Carolina Nuti, Livorno, 8/01/03

L'ho trovato un libro interessante, anche se inizialmente un po' lento. il guaio è che adesso ho da fare delle domande sull'economia e sulla società impossibili !


Nia Bi, (fkblds@freemail.com), Milano 17/06/02

Prendere consapevolezza della propria condizione è il primo passo per affrontare e sperare di smascherare i fantasmi che ci assediano. Questo libro ha rappresentato per me una sorta di specchio dove ritrovare percorsi e similitudini caratteristici di questa "malattia", perchè tale è e come tale va riconosciuta e compresa. Non credo nell'aiuto psicologico o psicoterapeutico a questo problema. Credevo nell'analisi basata sui principi freudiani, ma so quanto questo possa costare sul piano personale ed economico e chi decida di avventurarvisi con coscienza e convinzione. A tutti coloro presi in quella che definisco "la rete invisibile", rivolgo un pensiero: siamo soli, non abbiamo uno strumento ritenuto valido, garante del recupero del benessere, siamo in balia del sole che sorge e tramonta e siamo costretti a condividere in modo distorto con il mondo un disagio che è solo nostro. Non ci sono minimi o massimi comuni denominatori a cui fare riferimento. Ci sono la sofferenza e il buio. E se un tempo credevo esistesse una via di luce, oggi so che non così. L'amore appare come una soluzione, ma è in realtà un rimedio temporaneo e foriero di complicazioni e dolore ulteriori. Non ci resta che costruire il nostro rifugio e offrire al mondo la faccia che vuole, tenendo l'anima stretta fra il cuore e la testa, cercando di sopravvivere fino alla fine, giusto per chiudere il cerchio e capire che non ne valeva la pena.

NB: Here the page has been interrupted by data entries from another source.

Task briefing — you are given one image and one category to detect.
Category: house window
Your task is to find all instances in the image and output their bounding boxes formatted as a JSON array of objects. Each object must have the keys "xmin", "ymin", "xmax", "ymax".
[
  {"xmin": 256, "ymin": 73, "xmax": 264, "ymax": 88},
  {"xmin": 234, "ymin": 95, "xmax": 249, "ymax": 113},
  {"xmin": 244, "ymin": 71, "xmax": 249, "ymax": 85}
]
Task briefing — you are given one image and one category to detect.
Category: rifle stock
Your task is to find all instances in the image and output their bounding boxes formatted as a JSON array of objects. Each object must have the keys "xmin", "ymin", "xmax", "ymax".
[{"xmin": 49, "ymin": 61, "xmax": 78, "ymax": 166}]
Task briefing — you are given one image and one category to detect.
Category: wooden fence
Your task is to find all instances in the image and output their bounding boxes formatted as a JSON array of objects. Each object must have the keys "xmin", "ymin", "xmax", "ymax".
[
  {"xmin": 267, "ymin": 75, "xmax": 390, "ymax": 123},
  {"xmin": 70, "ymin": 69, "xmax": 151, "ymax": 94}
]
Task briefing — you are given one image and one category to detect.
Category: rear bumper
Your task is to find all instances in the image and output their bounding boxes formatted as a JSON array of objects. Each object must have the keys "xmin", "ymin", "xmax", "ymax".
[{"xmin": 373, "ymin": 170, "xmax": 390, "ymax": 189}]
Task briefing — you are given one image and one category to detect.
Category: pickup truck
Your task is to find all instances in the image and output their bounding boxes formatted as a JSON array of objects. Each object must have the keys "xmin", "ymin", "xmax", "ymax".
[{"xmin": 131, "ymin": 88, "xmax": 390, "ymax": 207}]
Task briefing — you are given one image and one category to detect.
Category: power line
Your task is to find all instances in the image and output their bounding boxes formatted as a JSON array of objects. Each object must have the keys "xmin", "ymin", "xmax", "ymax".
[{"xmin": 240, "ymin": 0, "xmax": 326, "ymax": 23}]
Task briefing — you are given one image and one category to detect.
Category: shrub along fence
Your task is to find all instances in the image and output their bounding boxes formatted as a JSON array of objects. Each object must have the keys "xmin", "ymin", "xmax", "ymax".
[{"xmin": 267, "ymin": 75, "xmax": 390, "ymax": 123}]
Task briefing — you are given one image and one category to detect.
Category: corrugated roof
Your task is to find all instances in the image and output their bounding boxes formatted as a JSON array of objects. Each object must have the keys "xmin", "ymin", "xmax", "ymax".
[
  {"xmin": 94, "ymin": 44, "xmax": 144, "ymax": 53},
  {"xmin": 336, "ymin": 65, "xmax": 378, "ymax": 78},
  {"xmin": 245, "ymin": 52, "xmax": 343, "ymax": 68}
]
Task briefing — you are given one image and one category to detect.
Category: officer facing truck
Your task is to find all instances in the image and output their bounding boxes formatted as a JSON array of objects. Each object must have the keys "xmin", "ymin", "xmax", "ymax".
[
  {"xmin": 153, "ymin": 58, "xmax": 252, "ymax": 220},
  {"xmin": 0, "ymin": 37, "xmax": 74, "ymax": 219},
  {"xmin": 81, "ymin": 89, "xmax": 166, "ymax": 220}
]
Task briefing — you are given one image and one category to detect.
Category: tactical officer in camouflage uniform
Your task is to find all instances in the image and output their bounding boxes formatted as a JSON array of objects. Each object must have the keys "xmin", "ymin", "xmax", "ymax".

Carlo Romeo (ismaele89@hotmail.com), 29.12.2001

Perdonatemi per le stronzate che dirò. Ho letto l'opera in un periodo non felice della mia vita (pare sia destino comune) e devo ringraziare Berto se ho potuto affrontare me stesso con più consapevolezza, il suo vaggio è stato il mio. Non dimenticate questo grande scrittore.